Audit of Officer-Involved Shootings Commends Police Bureau for Transparency - Shows Improvement

Audit of Officer-Involved Shootings Commends Police Bureau for Transparency - Shows Improvement

Portland Police Badge
Portland Police Badge

July 10, 2013 13:30


The Portland Police Bureau thanks City Auditor LaVonne Griffin-Valade and the OIR Group for the thorough and professional review of its officer involved shooting investigations reviews. The Group continues to provide the Bureau with thoughtful and constructive recommendations as well as highlighting the challenges that critical incidents present to the men and women of the Police Bureau.

OIR acknowledged that the Portland Police Bureau has made most of the recommended improvements on its own in the years following the reviewed incidents.

During the past several years, the Portland Police Bureau has made significant and numerous changes to its policies, procedures, and training, especially in the areas of force and discipline. It has made changes in the way it investigates use of force and in-custody deaths, and continues to work toward streamlining the effectiveness and timeliness of its review process.

In particular, the Portland Police Bureau has implemented the following:

* Required all sworn members to attend a standardized In-Service training that emphasizes skills necessary to safely and effectively perform patrol functions with a minimal reliance on force. This ensures that patrol function skills are kept current and do not perish when members move to specialized assignments.

* Require all uses of force (or complaints of use of force) by members to be documented and investigated by a supervisor at the time of their occurrence. This investigation is reviewed by the involved member's Lieutenant, Captain or Commander, and the Branch Assistant Chief.

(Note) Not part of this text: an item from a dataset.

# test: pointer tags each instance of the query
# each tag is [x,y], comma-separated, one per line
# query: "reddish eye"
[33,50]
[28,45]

* Instituted a new Officer-Involved Shooting Review Process Standard Operating Procedure. This includes specific steps and criteria to ensure the officer-involved shooting reviews created by the Training Division staff accurately measure the involved member's performance against training received prior to the incident.

* Continued to train officers, supervisors and command officers to identify the clear legal standing and goal of a tactical incident, determine the necessary resources to accomplish the goal, and to make a plan to accomplish the goal with the least reliance on force possible.

* Trained officers, supervisors, command officers, and Critical Incident Commanders on the additional challenges, resources, and strategies to use when on an incident involving someone in a mental or behavioral health crisis.

* Provided training to new officers in the Advanced Academy, new sergeants in the Sergeant's Academy, and even new Fire Bureau supervisors on the need to preserve evidence at crime scenes while ensuring the dignity of the deceased.

* In 2011, the Bureau presented a crime scene management class at the "Sergeants In-service" training. In 2012, a crime scene management class, which covered officer-involved shootings, was presented at In-service training.

* Purchased and deployed ballistic shields in the trunks of the majority of supervisor patrol units in 2010 and has trained all officers on their location and use at in-service.

* During 2013 In-Service, the Taser Policy changes and content were instructed by Deputy City Attorneys in a classroom setting. Highly trained Taser Instructors taught the practical application of the changes. Scenarios involving the use of the Taser were also used to measure officers understanding of the policy, practical application, and proper use.

The Portland Police Bureau remains committed to continual improvement and transparency.